THE HEALTH & Safety Executive's Fatalities Report, released just a few weeks ago, revealed that the construction industry has seen a massive 14 per cent fall on last year's figures, the lowest accident rate for the construction sector on record.
This is an excellent result, but the danger now is that complacency will set in. As an industry we must continue along this path, as there is still a long way to go if we are to maintain and further improve our standards.
Health and safety can be a difficult issue to elevate as a priority within an organisation. Ideally, board members and senior managers should be setting policy and pushing health and safety best practice to the top of the company agenda before it is filtered down through the organisation.
In order to be successful, an effective health and safety programme must be driven from the top downwards - or the issue will remain peripheral and only a temporary consideration.
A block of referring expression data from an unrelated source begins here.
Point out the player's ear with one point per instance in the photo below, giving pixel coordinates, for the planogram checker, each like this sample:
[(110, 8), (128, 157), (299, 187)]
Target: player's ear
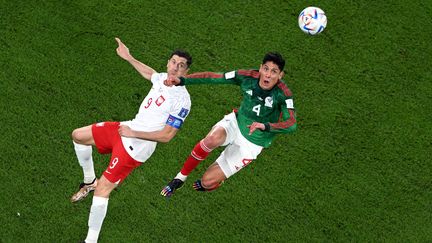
[(281, 74)]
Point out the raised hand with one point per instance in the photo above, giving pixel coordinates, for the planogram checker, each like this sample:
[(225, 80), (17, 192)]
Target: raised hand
[(122, 50)]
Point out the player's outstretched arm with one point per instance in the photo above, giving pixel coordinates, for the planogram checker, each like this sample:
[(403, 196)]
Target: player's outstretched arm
[(124, 53), (164, 136)]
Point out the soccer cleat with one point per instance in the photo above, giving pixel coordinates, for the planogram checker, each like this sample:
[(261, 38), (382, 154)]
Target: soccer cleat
[(172, 187), (84, 190), (198, 186)]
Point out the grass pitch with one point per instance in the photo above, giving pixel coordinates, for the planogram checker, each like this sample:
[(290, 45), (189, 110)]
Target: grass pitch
[(358, 169)]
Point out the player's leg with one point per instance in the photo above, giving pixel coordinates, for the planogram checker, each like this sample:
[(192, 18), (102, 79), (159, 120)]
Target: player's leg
[(99, 208), (83, 141), (202, 149), (211, 180), (120, 166), (221, 134), (237, 155)]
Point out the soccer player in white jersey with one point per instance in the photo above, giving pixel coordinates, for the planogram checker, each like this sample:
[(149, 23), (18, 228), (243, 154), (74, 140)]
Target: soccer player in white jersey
[(131, 143)]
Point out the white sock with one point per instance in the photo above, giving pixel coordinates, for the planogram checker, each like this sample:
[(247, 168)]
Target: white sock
[(85, 159), (181, 177), (97, 215)]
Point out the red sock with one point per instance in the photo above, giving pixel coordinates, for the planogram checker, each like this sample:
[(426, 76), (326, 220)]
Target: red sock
[(198, 154)]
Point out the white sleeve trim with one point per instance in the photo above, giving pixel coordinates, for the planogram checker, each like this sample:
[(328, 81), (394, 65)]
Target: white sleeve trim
[(230, 75)]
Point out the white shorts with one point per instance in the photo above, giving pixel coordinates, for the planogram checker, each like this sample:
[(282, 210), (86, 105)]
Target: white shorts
[(239, 151)]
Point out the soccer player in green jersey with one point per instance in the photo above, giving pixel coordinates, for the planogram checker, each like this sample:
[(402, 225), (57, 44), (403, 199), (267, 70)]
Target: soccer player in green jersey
[(267, 109)]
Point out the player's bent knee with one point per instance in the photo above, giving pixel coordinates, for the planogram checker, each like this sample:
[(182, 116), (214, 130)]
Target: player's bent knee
[(215, 139), (210, 183), (104, 188), (76, 136)]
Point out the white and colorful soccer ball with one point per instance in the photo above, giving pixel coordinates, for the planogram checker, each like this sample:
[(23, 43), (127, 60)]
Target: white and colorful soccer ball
[(312, 20)]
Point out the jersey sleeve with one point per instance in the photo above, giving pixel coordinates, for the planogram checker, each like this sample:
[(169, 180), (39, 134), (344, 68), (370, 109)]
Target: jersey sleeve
[(158, 78), (211, 78), (287, 122), (179, 112)]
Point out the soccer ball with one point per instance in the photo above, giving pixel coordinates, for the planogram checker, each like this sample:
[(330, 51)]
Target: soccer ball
[(312, 20)]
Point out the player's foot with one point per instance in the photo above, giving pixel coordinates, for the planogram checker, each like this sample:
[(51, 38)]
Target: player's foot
[(198, 186), (172, 187), (84, 190)]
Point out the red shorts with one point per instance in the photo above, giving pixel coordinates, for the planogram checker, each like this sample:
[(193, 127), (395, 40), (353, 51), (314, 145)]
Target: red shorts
[(108, 140)]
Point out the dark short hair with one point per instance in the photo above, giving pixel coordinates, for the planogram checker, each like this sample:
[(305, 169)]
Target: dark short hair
[(184, 54), (276, 58)]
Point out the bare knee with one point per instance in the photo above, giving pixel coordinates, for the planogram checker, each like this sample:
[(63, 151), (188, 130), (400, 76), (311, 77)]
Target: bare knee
[(215, 138), (104, 188), (213, 177), (83, 135)]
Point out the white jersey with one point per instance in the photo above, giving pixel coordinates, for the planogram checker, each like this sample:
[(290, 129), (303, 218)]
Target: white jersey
[(162, 106)]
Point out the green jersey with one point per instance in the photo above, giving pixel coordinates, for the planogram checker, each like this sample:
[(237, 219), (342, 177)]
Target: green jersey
[(274, 108)]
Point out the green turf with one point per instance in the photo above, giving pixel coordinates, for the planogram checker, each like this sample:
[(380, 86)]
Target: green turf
[(357, 170)]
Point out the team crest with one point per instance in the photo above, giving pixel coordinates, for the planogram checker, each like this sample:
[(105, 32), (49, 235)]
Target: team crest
[(268, 102), (183, 113)]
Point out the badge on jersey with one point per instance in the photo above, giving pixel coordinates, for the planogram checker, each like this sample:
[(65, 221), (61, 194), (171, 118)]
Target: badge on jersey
[(183, 113), (174, 122), (269, 101), (290, 103)]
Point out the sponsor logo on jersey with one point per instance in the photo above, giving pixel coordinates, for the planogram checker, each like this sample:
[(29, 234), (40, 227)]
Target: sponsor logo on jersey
[(183, 113), (160, 100), (174, 121), (269, 101)]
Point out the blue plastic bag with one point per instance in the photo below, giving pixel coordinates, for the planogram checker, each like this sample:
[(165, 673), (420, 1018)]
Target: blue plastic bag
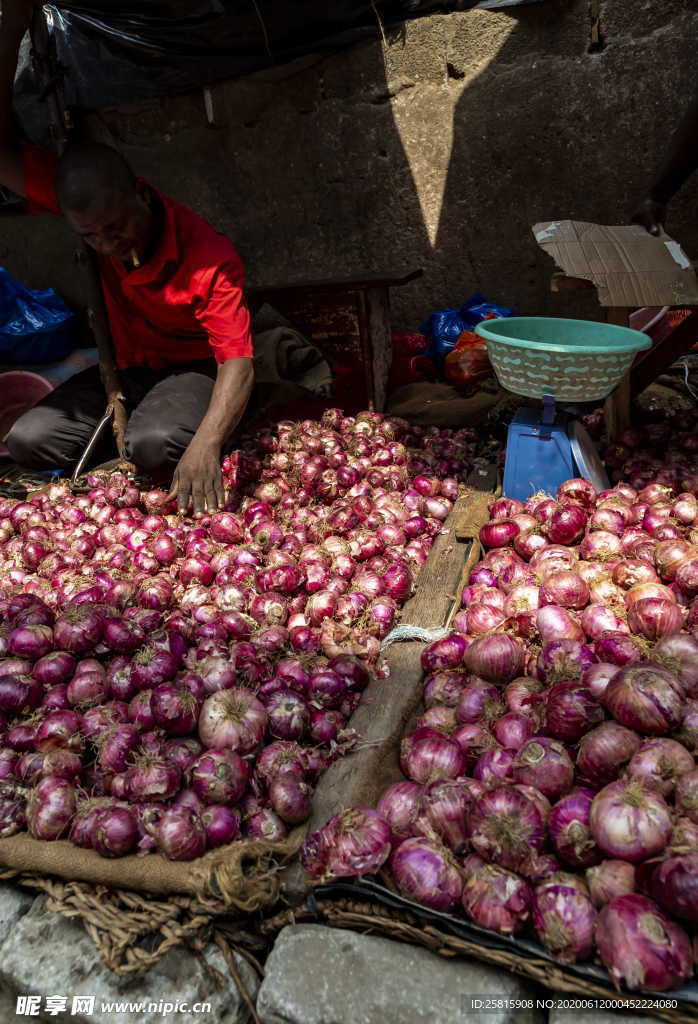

Experience has shown that if a management team is committed to and willingly supports a concept, it has a greater chance of succeeding.
Establishing a relevant and realistic policy that suits the nature of an organisation and that sets realistic targets for its employees is an essential pre-requisite for health and safety success. But putting health and safety into practice is a further challenge for the management team.
In most organisations, what gets measured gets done. Companies that keep track of health and safety performance and recognise at a senior level the importance of this aspect of their business are much more likely to develop a successful health and safety culture.
In turn employees, particularly those working on site, are more likely to embrace this culture than those who work for a company that places a shifting emphasis on the health and safety of those it employs.
Crucially health and safety policy should be implemented by a carrot rather than a stick approach, with best practice recognised and rewarded. Individual exemplars need to be held up to acclaim and all successes celebrated where possible.
All of this will help to develop a pro-active health and safety attitude.
Health and safety needs to be at the top, or as close to the top as possible, of a board's priority list. It cannot be moved around or replaced on the agenda by short-term considerations. If senior management takes its eye off the ball there is the potential that the rest of the organisation will follow suit and standards will fall.
Once a thorough health and safety policy has been developed, the management team must work to ensure that all operatives are kept informed about health and safety matters.
Additionally, it is important to listen to the views of operatives as they are the ones who have to work within the guidelines that an organisation imposes on them. At site level, health and safety has to be a team effort, with everyone working towards common aims and objectives.
The challenge to develop a genuine culture of health and safety rests firmly in the hands of the senior management team. Health and safety is not the responsibility of an individual or a department, it is the responsibility of all employees.
This year's fall in fatality numbers demonstrates that many companies are now taking this message on board. More must follow.